12 October 2012

@ANSA e.V. Conference Frankfurt am Main 10/2012

talking on shaping higher education Germany/Africa
What, so the question leading heated discussion @the annual ANSA e.V. conference Frankfurt, can one do with regard to the challenges faced in economic, ecological and (higher) education structures in African countries?*

Such were the questions driving the gathering of the young attendees from various African countries as well as from Germany. Invest into Banks - was the interesting approach presented by the African Development Cooperation. Development aid, as one of the attendees highlighted, could had not been the solution - despite being perpetuated by African as much as by the German/ European actors. Eco-friendly technology - amazing! BUT the preoccupation remained: how could one raise the sense of achievement with the various attempts and activities in place or that are planned to be put in place?

Engage in discussions, was the call of Christel Gbaguidi, ask those people that you want to work with, what their challenges are. Now listen to the solutions they come up with. It is with their solutions that you can use to start figuring what would be interesting and viable for you to contribute.*

I suppose it is the listening to solutions, which, in so many occasions, we are skipping over hastily.

*indirect quotes - wording may divert from original contribution

29 August 2012

on businessmen and students as informal ambassadors

Westerwelle at yesterdays Ambassadors Conference at the German ministry of foreign affairs: with regard to the German national and international economic interests it is important to look at visa policies. It is important to facilitate the necessary mobility of people - with special reference to the relevance of facilitating international students the access to higher education systems!

18 June 2012

on a P E R S O N A L note


Engaging in destructive discussions on whether or not a certain institution should exist, whether or not a particular cooperation should take place and whether certain policy initiatives should be pursued or rather not is a tedious undertaking. After all, institutions will not seize to exist, cooperation will not be resigned and policy initiatives will not be abandoned in response to the theoretical considerations of the ivory tower. They exist as long as they serve the odd overt and covert purposes of those parties and actors involved.

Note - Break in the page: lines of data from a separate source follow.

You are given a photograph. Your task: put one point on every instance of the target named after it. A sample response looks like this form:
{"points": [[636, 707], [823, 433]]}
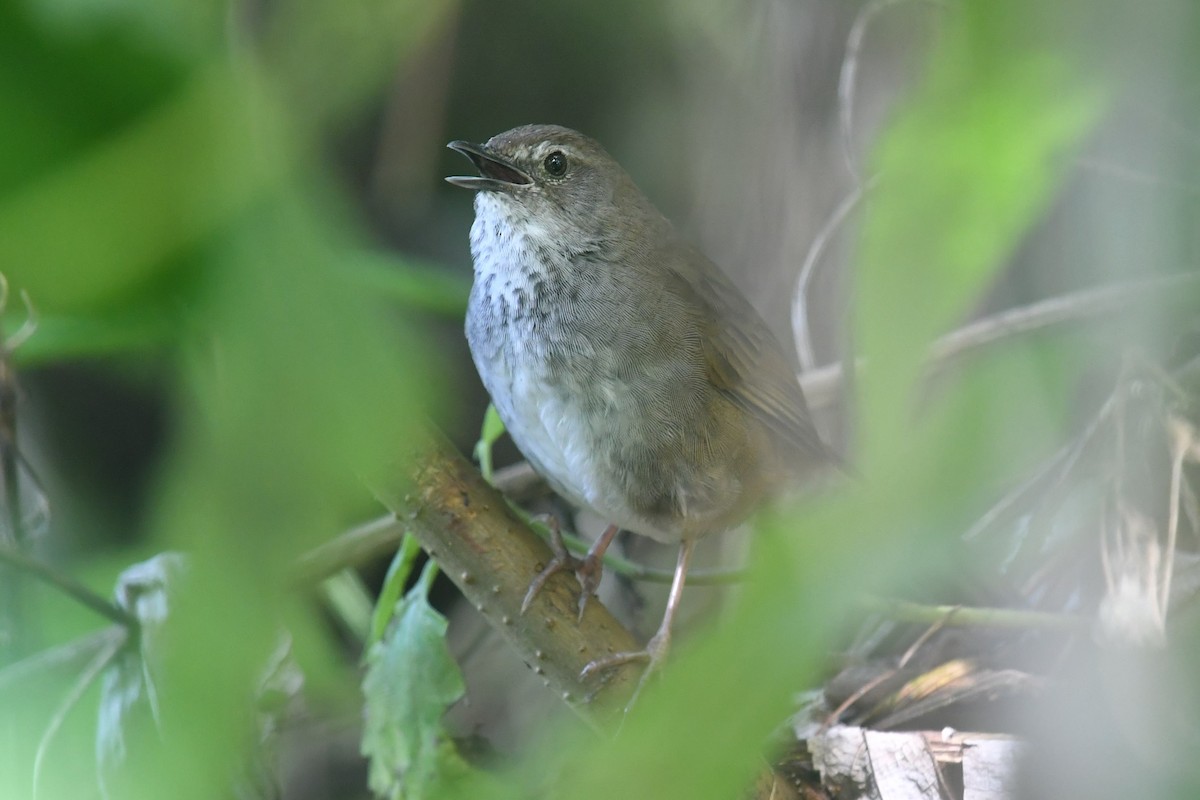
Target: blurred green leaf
{"points": [[394, 587], [330, 58], [112, 220], [966, 168], [418, 286], [492, 429], [411, 680]]}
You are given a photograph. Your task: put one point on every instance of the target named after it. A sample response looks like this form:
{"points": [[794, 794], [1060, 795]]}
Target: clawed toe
{"points": [[587, 570], [561, 563]]}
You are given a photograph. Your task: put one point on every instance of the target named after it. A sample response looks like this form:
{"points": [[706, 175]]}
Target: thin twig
{"points": [[821, 385], [102, 659], [69, 585], [802, 330], [1182, 444], [976, 617], [65, 654]]}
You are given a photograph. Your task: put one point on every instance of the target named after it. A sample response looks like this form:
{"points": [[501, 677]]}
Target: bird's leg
{"points": [[657, 648], [587, 570]]}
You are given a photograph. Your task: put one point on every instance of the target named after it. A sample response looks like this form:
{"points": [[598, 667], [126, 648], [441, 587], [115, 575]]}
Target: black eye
{"points": [[556, 163]]}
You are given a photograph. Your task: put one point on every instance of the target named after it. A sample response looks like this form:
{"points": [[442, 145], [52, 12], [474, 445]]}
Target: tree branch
{"points": [[491, 555]]}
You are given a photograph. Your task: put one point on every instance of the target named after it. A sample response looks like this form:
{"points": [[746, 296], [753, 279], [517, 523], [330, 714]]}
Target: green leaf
{"points": [[393, 587], [411, 680], [492, 429]]}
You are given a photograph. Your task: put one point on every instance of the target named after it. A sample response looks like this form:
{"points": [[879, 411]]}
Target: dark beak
{"points": [[497, 174]]}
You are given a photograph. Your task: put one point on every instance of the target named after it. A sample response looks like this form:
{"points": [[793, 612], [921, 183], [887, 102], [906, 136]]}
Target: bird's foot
{"points": [[587, 570], [654, 655]]}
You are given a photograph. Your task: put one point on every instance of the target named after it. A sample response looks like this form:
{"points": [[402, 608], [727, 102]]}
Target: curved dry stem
{"points": [[102, 659]]}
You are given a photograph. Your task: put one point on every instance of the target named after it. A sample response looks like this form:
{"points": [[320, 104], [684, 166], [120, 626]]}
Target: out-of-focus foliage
{"points": [[411, 680], [161, 196], [167, 202]]}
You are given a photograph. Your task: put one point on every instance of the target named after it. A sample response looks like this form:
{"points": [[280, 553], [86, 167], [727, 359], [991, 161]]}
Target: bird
{"points": [[628, 368]]}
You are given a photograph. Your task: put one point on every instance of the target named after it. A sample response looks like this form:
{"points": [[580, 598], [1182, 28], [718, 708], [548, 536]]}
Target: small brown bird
{"points": [[629, 370]]}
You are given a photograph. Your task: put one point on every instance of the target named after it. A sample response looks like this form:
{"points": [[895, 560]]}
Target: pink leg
{"points": [[657, 648]]}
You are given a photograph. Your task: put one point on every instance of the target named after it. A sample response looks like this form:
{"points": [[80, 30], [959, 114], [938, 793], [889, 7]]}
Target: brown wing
{"points": [[745, 362]]}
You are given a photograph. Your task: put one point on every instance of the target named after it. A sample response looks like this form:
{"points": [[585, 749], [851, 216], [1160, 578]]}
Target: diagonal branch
{"points": [[491, 555]]}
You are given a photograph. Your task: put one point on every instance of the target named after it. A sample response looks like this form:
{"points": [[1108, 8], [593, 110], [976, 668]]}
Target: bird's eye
{"points": [[556, 163]]}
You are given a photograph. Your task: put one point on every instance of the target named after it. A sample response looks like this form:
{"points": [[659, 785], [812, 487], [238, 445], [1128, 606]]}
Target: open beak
{"points": [[496, 174]]}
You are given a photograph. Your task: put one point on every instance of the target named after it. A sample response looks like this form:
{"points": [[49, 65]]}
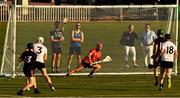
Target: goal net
{"points": [[99, 23]]}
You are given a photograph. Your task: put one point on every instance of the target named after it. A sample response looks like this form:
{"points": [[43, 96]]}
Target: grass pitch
{"points": [[83, 86], [98, 86]]}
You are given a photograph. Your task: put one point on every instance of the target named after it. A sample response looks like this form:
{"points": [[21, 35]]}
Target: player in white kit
{"points": [[41, 52], [169, 55]]}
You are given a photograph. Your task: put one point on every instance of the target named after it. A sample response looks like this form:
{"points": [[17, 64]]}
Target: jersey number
{"points": [[28, 59], [170, 49], [40, 50]]}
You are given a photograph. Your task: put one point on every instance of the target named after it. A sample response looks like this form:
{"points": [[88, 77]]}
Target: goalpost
{"points": [[117, 17]]}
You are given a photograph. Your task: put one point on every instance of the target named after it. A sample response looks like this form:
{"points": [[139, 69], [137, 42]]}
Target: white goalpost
{"points": [[165, 15]]}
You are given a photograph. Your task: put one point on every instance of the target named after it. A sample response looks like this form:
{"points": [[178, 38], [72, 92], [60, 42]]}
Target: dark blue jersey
{"points": [[128, 39], [29, 58]]}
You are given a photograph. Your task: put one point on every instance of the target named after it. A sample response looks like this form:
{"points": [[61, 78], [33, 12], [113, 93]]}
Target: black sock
{"points": [[91, 72], [21, 91], [156, 78], [67, 74], [161, 85], [50, 85], [35, 89]]}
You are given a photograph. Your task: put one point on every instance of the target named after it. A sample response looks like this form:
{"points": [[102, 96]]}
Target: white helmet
{"points": [[40, 40]]}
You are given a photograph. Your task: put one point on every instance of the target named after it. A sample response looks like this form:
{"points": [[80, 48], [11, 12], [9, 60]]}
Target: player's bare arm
{"points": [[76, 39]]}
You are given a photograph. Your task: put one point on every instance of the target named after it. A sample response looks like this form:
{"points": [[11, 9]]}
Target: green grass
{"points": [[99, 86]]}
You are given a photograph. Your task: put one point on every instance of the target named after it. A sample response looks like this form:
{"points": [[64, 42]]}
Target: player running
{"points": [[94, 55], [41, 52], [169, 55], [56, 37], [29, 57], [156, 52]]}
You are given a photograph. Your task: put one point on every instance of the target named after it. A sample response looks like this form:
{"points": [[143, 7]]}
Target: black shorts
{"points": [[75, 50], [28, 72], [39, 65], [56, 50], [166, 64], [157, 63], [86, 65]]}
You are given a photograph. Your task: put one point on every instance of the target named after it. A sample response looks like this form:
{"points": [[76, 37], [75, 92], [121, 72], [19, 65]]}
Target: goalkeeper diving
{"points": [[94, 55]]}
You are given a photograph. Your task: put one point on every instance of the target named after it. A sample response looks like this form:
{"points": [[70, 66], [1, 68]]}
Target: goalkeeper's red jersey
{"points": [[95, 56]]}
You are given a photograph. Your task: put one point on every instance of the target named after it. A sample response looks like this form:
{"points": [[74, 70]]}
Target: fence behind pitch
{"points": [[109, 32]]}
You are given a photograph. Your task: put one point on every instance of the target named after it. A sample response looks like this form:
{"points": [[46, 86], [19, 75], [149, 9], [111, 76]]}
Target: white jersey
{"points": [[169, 48], [40, 50]]}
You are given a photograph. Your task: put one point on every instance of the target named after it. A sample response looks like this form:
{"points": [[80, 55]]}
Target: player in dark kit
{"points": [[156, 52], [29, 57]]}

This research intends to take a constructive approach. It attempts to investigate the prevailing overt and covert interests that feed in and sustain the cooperation between the EU and the ECOWAS in the area of migration policies. Challenges and problems are used as helpful guides towards more fruitful areas for policy initiatives, not as a hint to forestall the cooperation. This constructive approach on what could be possible and how it could be possible is based on the unique insight granted by the organizational staff of the EU and the ECOWAS and exemplarily the German and the Ghanaian governments as respective member states.